Investors trimmed the chance of a rate hike by February from 45 per cent, to 32 per cent, according to NAB. Beyond the upbeat headline figure, the less volatile measure of core inflation – which “trims” off the largest price moves at either end – fell more modestly to 5.3 per cent in the year to October, from 5.4 per cent the month before. EY chief economist Cherelle Murphy said “it’s clear the 13 rate hikes are working; what is less clear, is whether inflation is falling fast enough”.
“It’s likely that the Reserve Bank will leave the 4.35 per cent cash rate on hold when the board meets next week. But the data over summer will be most important for the Reserve Bank’s next move in February,” Ms Murphy said. That data includes the December quarter inflation report in late January.

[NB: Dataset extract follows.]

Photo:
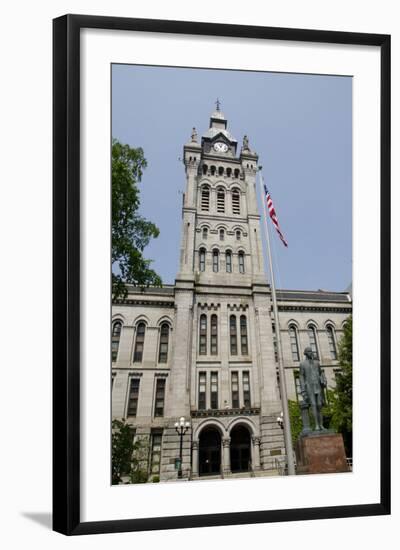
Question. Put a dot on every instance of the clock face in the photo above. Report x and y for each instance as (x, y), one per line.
(220, 147)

The October monthly inflation report showed that government subsidies continued to take the heat out of some of the hottest price rises in some essentials.
Rent inflation eased from 7.6 per cent to 6.6 per cent in the year to October (and was down 0.4 per cent in the month), but without additional commonwealth rent assistance would have been 8.3 per cent up, the ABS said.
Similarly, electricity prices were 8.4 per cent higher in the latest figures, rather than the 19.7 per cent jump were it not for federal-state energy bill rebates for eligible households.
There was good news for motorists, with fuel prices falling by 2.9 per cent in the month, to be up 8.6 per cent on a year earlier.
RBA governor Michele Bullock said on Tuesday that despite the “noise” generated by the public and politicians after 13 rate hikes, that “households and businesses in Australia are actually in a pretty good position”.
Ms Bullock has said that the drivers of higher inflation are now “homegrown”, rather than coming from overseas developments.